Paysage. Octobre., c'est le genre de disque qu'il ne viendrait pas à l'esprit d'écouter à moins d'être un gros amateur de musiques expérimentales et de fouiner sans cesse sur la toile les projets solos toujours plus nombreux. Avec l'avènement des home studios, n'importe qui ou presque peut enregistrer chez lui et sortir des démos expérimentales avec un stakhanovisme effréné, puis la diffuser librement sur des sites communautaires. De quoi être sceptique sur la qualité de ces productions, mais à l'écoute de cet album, il faut bien reconnaître qu'on y trouve de belles choses qui, même en tant que novice en la matière, font leur effet.

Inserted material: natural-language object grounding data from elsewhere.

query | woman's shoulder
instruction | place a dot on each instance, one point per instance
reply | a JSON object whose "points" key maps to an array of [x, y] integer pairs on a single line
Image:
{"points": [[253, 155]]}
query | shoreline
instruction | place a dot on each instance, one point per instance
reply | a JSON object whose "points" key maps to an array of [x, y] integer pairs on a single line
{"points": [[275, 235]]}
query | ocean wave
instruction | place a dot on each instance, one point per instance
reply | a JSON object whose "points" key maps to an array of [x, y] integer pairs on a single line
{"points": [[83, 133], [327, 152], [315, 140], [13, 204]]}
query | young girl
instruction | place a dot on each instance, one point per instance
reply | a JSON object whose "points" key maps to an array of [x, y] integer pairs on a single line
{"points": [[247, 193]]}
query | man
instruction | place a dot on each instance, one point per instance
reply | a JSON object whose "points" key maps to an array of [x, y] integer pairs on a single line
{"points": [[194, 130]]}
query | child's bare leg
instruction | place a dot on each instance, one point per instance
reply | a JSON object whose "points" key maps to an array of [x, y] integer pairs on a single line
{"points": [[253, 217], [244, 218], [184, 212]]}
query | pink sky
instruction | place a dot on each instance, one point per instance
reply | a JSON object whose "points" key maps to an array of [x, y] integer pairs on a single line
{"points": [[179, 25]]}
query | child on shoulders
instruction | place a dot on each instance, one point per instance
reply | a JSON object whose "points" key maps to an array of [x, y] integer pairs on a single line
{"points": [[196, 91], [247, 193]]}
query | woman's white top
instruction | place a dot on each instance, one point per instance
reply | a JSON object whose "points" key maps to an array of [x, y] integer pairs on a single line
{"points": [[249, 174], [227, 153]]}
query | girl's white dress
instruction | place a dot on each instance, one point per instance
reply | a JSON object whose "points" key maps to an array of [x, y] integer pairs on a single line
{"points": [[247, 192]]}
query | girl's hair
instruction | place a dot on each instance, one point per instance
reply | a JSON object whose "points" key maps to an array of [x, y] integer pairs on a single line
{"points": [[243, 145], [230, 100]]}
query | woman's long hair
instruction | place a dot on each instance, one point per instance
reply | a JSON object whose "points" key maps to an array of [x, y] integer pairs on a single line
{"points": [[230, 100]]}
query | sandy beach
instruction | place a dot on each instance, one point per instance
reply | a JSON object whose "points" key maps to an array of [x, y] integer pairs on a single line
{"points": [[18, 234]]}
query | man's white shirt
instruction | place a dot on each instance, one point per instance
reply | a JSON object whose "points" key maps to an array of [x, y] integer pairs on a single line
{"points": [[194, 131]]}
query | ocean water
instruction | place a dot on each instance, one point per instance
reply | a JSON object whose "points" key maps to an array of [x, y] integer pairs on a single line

Il y a un quelque chose dans ce Paysage. Octobre. qui me rappelle Pensées Nocturnes, surtout son album Grotesque. Cette manière d'appréhender l'Etrange, d'y plonger tête la première, de l'incarner en musique. A l'image de cette pochette froide aux contours floutés et aux formes difficilement perceptibles, Échancrure brouille les pistes pour mieux tromper nos sens, y développe une musique abordant plusieurs styles allant des musiques électroniques en passant par le Jazz, le Drone ou l'Ambient par exemple. L'obscure et le saugrenu en ligne de mire, chaque sonorité est là pour nous y entrainer au plus profond. La plongée dans ces eaux troubles se fait quelque peu en douceur accompagné d'une présence fantomatique qui se déplace entourée de quelques basses sourdes et de discrètes apparitions de la guitare qui nous guide lentement vers cette mélodie enfantine au xylophone (II) que l'on retrouvera également en guise de conclusion sur VIII. Mais cet univers désincarné prend véritablement forme sur III et VI avec leurs rythmes Indus carnivores et leurs guitares plaintives et stridentes. On y croisera également des passages presque Jazz à la Bohren Und Der Club Of Gore (II), ou des cordes graves dressant des cathédrales à la Blut Aus Nord (IV), le tout évoluant dans des dissonances maladives et des éléments classiques (violon, piano...) rappelant encore une fois Pensées Nocturnes. Paysage. Octobre. se veut entièrement instrumental en dehors que quelques samples de spoken-words sur III ou de rares murmures lointains.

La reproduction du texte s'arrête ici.